According to AAPD, taking your little one away from the bottle for 14 months prevents tooth decay. Also, motivate your kid to drink from a regular cup as soon as possible. It will lower the amount of liquid accumulating around the teeth.

  • Consider Fluoride

Make sure your children only drink fluoridated water. Check with the municipal water supply board or the dentist in Murrieta, CA, for this. You can also speak to the pediatrician about fluoride supplements.

But make sure that if your kid is under 2 or 3, avoid fluoride toothpaste. Fluoride is a vital part of dental health. It restricts the production of corrosive acid and restores calcium to decaying teeth.

  • Limit Sugar

Bacteria require sugar to thrive. Constant exposure of teeth to sugar prevents the natural tooth cleanser (saliva) from doing its job. So, make sure you tame a sweet tooth to prevent decay.

  • Schedule a Dental Checkup at the Earliest 

One of the excellent ways to keep your baby’s teeth cavity-free is to schedule a dental checkup and professional cleanings with the pediatric dentist no later than the first birthday. The pediatric dental professional evaluates the risk of forming cavities. They also provide tips to prevent other oral diseases.
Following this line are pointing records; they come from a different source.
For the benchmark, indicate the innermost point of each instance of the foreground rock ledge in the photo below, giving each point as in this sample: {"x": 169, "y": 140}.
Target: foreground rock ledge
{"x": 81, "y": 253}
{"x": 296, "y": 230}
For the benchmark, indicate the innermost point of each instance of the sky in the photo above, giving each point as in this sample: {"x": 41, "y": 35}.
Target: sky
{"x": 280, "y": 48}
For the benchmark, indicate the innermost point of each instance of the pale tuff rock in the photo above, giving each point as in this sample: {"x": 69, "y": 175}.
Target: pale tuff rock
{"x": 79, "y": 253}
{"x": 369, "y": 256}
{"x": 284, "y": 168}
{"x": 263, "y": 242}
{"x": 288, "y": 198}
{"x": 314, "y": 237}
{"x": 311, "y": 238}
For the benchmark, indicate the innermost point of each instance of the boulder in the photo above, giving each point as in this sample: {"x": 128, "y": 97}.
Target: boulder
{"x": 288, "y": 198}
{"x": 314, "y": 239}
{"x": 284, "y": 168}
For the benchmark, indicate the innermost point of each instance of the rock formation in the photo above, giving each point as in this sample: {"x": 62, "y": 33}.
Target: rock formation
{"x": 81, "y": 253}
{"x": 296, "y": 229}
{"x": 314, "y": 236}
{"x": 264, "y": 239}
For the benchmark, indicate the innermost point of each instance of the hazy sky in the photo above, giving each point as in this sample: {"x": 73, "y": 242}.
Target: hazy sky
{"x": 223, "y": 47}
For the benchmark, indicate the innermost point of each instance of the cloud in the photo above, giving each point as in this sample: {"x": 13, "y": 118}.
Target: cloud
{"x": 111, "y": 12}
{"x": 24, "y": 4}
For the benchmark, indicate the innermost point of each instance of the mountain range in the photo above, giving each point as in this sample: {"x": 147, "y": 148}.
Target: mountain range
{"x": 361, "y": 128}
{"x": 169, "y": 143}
  • Get Treatment at the Earliest

Another thing you can do is take care of your baby’s teeth by taking treatment at the earliest at the Pediatric Dentistry & Orthodontics of Jackson. Getting a white cavity filling can help. Dental professionals will also apply a protective fluoride varnish to the teeth. They will use protective coatings known as dental sealants to prevent decay.

  • Take Care of Your Own Dental Health

Do not share toothbrushes or utensils with your toddler or baby if you have a history of dental issues. It will help you in lowering the mutants in your mouth.

  • Adhere to a Good Oral Hygiene Routine

Once your baby turns three months old, wipe the gums using a damp and clean washcloth after every feed. As the teeth come, brush the teeth with a baby toothbrush and a small amount of toothpaste.